With a good game-playing algorithm—and a lot of computer power—it’s possible to get around the information-processing problem. That’s how Schaeffer and his colleagues found the perfect strategy for checkers and how a computer might one day solve chess. Such machines can beat their opponents with brute force, crunching through every possible set of moves. But poker is different. No matter how good players are, each has to cope with the fact that opponents’ cards are hidden. Although the game has rules and limits, there are always unknown factors. The same problem crops up in many aspects of life. Negotiations, auctions, bargaining; they are all incomplete information games. “Poker is a perfect microcosm of many situations we encounter in the real world,” Schaeffer said.

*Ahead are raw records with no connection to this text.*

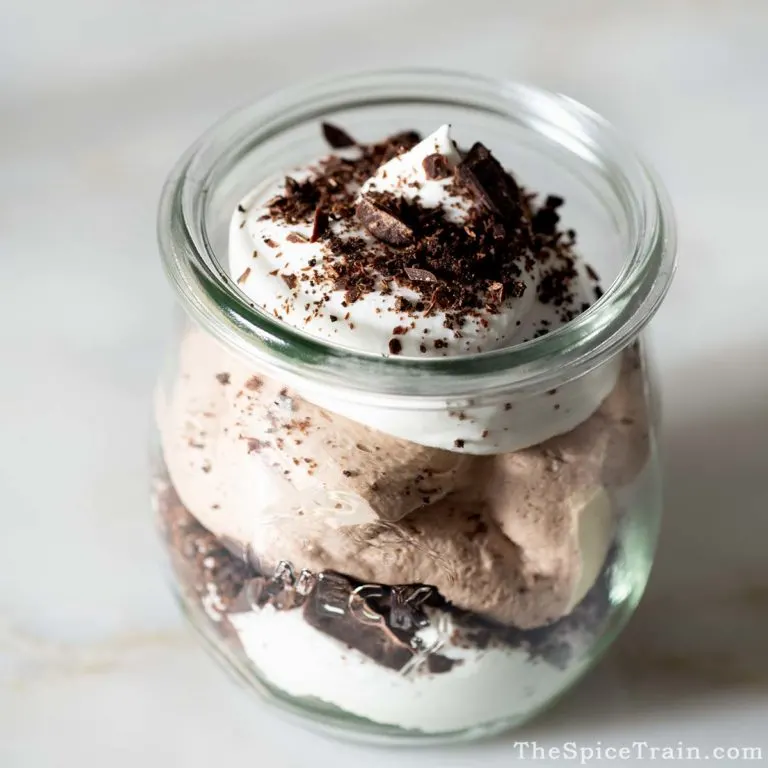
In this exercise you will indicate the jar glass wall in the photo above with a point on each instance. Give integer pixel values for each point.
(332, 540)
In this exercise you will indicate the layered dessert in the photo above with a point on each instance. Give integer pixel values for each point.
(433, 566)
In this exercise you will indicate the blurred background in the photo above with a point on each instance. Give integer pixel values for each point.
(97, 100)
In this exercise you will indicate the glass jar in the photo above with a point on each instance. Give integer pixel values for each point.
(324, 540)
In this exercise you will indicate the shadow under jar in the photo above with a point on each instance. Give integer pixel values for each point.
(400, 548)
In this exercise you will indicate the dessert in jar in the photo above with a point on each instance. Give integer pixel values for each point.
(407, 472)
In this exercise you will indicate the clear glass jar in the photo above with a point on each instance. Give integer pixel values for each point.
(350, 571)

WHILE WORKING AT LOS Alamos during the Second World War, Stanislaw Ulam, Nick Metropolis, John von Neumann, and others would often play poker late into the night. The games were not particularly intense. The stakes were small, and the conversation light. Ulam said it was “a bath of refreshing foolishness from the very serious and important business that was the raison d’être of Los Alamos.” During one of their games, Metropolis won ten dollars from von Neumann. He was delighted to beat a man who’d written an entire book on game theory. Metropolis used half the money to buy a copy of von Neumann’s Theory of Games and Economic Behavior and stuck the remaining five dollars inside the cover to mark the win.

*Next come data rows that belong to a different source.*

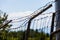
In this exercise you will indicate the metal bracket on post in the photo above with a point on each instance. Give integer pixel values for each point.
(25, 36)
(52, 26)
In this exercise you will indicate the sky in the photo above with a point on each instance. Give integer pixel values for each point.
(20, 8)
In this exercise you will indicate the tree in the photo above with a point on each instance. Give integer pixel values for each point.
(3, 29)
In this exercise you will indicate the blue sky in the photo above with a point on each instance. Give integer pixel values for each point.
(21, 5)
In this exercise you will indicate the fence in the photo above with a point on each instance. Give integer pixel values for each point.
(32, 27)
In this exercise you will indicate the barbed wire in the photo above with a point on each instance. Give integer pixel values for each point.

Even before von Neumann had published his book on game theory, his research into poker was well known. In 1937, von Neumann had presented his work in a lecture at Princeton University. Among the attendees, there would almost certainly have been a young Britis
h mathematician by the name of Alan Turing. At the time Turing was a graduate student visiting from the University of Cambridge. He had come to the United States to work on mathematical logic. Although he was disappointed Kurt Gödel was no longer at the university, Turing generally enjoyed his time at Princeton, even if he did find certain American habits puzzling. “Whenever you thank them for anything they say ‘You’re welcome,’” he told his mother in a letter. “I rather liked it at first, thinking I was welcome, but I now find it comes back like a ball against a wall, and I become positively apprehensive.”

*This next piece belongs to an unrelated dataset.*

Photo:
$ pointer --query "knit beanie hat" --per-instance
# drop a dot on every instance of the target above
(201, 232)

After spending a year at Princeton, Turing returned to England. Although he was based mainly in Cambridge, he also took up a part-time position with the Government Code and Cypher School at nearby Bletchley Park. When the Second World War broke out in autumn 1939, Turing found himself at the forefront of the British effort to break enemy codes. During that period, the German military encrypted radio messages using so-called Enigma machines. These typewriter-like contraptions had a series of rotors that converted keystrokes into coded text. This complexity of the encryption was a major obstacle for the code breakers at Bletchley Park. Even if Turing and his colleagues had clues about the messages—for example, certain “crib” words that were likely to appear in the text—there were still thousands of possible rotor settings to trawl through. To solve the problem, Turing designed a computer-like machine called the “bombe” to do the hard work. Once code breakers had found a crib, the bombe could identify the Enigma settings that produced the code and decipher the rest of the message.
Breaking the Enigma code was probably Turing’s most famous achievement, but much like von Neumann he was also interested in games. Von Neumann’s research on poker certainly grabbed Turing’s attention. When Turing died in 1954, he left his friend Robin Gandy a collection of papers. Among them was a half-finished manuscript entitled “The Game of Poker,” in which Turing had tried to build on von Neumann’s simple analysis of the game.